The best operator in my view is rockyfastcruise. They seem to be a professional set-up, the ticket price is reasonable, the boat has life-jackets, and – always a good sign - the owner – whom I met in Lembongan - seems a decent chap. Best of all, the speedboat is much faster than the public boat, taking only 30 minutes or so to reach Lembongan. 

One tip: make sure you know the speedboat’s destination in Lembongan. Not all of them go to Jungutbatu – our one went to Mushroom Beach (see below) and we had to walk an hour or so to reach our hotel in Jungutbatu! 

Staying overnight in Sanur 
If you need to spend the night in Sanur (to avoid a frantic hurry to the boat ticket locket in the morning for instance), there are a number of accommodations on Jalan Hang Tua. 

One of the cheap and popular places is the Watering Hole (Jalan Hang Tua No. 35-37). It’s not great and the service is pretty awful, but for one night, well it’s okay. 

Places to stay in Jungutbatu, Lembongan Island 
There are plenty of cheap places to stay in Jungutbatu (around Rp200,000++ a night). Some have gone “upmarket” in recent years and even added swimming pools, reflecting the island’s increasing popularity (it isn’t only the surfers who come here anymore). 

The general rule is that the further you walk up the beach (to the north), the cheaper the accommodations are. Many of the hotels tell you they only have one room left. But don’t be fooled by this ruse. It’s the oldest trick in the book and they are simply trying to get you committed to making a quick decision to stay at their hotel. 

One of the best value places to stay in Lembongan is Agung’s shipwreck. They have smallish but nice rooms with AC and the food is pretty good too. Pay around Rp200,0000-Rp250,000/night.
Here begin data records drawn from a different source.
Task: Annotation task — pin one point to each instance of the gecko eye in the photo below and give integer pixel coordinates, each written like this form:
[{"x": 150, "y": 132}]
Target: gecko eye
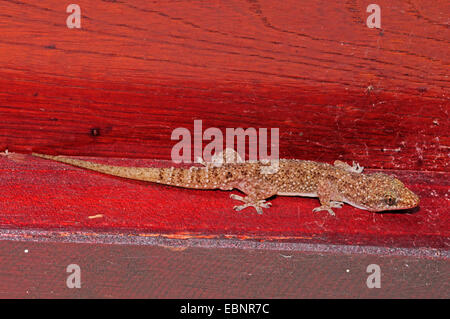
[{"x": 390, "y": 200}]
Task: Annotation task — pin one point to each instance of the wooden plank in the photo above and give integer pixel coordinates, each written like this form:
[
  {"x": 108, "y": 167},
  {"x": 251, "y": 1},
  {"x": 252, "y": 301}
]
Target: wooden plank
[
  {"x": 137, "y": 70},
  {"x": 41, "y": 194}
]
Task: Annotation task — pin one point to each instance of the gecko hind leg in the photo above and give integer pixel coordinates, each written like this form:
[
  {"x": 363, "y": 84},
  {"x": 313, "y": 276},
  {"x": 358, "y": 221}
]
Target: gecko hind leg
[{"x": 251, "y": 202}]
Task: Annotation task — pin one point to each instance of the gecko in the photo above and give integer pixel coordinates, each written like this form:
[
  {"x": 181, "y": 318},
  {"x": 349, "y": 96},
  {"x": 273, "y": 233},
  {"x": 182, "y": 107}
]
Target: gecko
[{"x": 333, "y": 185}]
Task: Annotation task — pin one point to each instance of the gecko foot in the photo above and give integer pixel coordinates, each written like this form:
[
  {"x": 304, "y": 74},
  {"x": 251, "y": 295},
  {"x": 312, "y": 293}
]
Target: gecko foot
[
  {"x": 249, "y": 202},
  {"x": 327, "y": 208}
]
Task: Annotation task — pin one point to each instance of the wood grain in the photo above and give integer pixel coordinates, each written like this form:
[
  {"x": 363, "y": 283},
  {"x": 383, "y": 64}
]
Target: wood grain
[
  {"x": 137, "y": 70},
  {"x": 121, "y": 271}
]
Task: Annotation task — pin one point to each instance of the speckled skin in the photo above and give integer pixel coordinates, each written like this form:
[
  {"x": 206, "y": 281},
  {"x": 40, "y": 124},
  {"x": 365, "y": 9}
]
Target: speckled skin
[{"x": 334, "y": 185}]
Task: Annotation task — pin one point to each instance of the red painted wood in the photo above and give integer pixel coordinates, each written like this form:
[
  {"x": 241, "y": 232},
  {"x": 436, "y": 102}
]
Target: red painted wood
[
  {"x": 123, "y": 271},
  {"x": 40, "y": 194},
  {"x": 136, "y": 70}
]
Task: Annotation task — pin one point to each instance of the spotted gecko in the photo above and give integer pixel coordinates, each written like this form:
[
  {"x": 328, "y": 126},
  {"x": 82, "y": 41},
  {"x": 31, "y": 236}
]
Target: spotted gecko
[{"x": 334, "y": 185}]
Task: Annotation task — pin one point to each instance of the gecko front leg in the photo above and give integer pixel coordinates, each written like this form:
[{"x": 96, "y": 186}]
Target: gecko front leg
[
  {"x": 251, "y": 202},
  {"x": 257, "y": 192}
]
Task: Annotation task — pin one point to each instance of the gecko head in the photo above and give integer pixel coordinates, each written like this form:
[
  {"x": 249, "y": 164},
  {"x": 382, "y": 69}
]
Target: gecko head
[{"x": 389, "y": 193}]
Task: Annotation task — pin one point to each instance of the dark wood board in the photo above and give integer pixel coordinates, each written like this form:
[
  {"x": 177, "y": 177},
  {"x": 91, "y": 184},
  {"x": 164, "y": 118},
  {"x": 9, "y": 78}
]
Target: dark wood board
[{"x": 136, "y": 70}]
Bargain if off-season. 

Next to Agung’s is a place called Linda’s. Some people like it but it does have a bit of a “clique” feel to it. Weird. When you first arrive at Jungutbatu you might feel that Lembongan doesn’t live up to your expectations as a “perfect paradise island”. This is because the whole of the bay at Jungutbatu is used by seaweed farmers as the tides go very far out, giving the place a sort of “aqua-farming” feel to it.

seaweed farming at Jungutbatu, Lembongan Island 

But if you’re prepared to get off your backside, you’ll be able to see some very nice beaches in Lembongan. You can walk, rent a bicycle (Rp25,000/day) and even rent a motorcycle (Rp50,000/day). 

Don’t worry about someone nicking your bike – there is no theft in Lembongan! 

Places to go 

Mangrove Just go north from Jungut Batu until you reach the mangroves. Best to go by bicycle or motorcycle as it’s quite a way. It is possible to snorkel from the beach but it’s a very long way out! 

Mushroom Bay

Mushroom Beach/Bay 
 
The wonderful sandy beach at Mushroom Bay is a good 2kms (30 minutes) walk away (walk to the end of the Jungutbatu strip and follow the path around, go past two coves, and you’re there). A great place to relax and, if conditions are supportive, snorkel. But be careful though as Lembongan is known for its strong currents! 

Dream Beach 
Not so far away from Mushroom Bay, on the southern coast, is the very nice Dream Beach. Follow signs and/or ask people for directions. Don’t be tempted to jump in the sea for a swim though – the rips here can be very strong! 

Sunset Beach (adjacent to Devil's Tear) 
Another great place to relax. Same problem with Dream Beach though – it’s too dangerous to swim here. Indeed, that really is the biggest drawback in Lembongan – it’s no good at all for swimming. However, the spectacular waves crashing into rocks at one end of the beach – the ominously named “Devil's Tear” – are a sight to behold!

Devil's Tear 

All in all, a rugged and thoroughly interesting island, well worth a visit. 

Things to do 
Surf, snorkel (caution advised!), sunbathe, dive (with dive operator), cliff dive (at Ceningan Island), walk, cycle, read, recuperate, collect shells, take photos etc.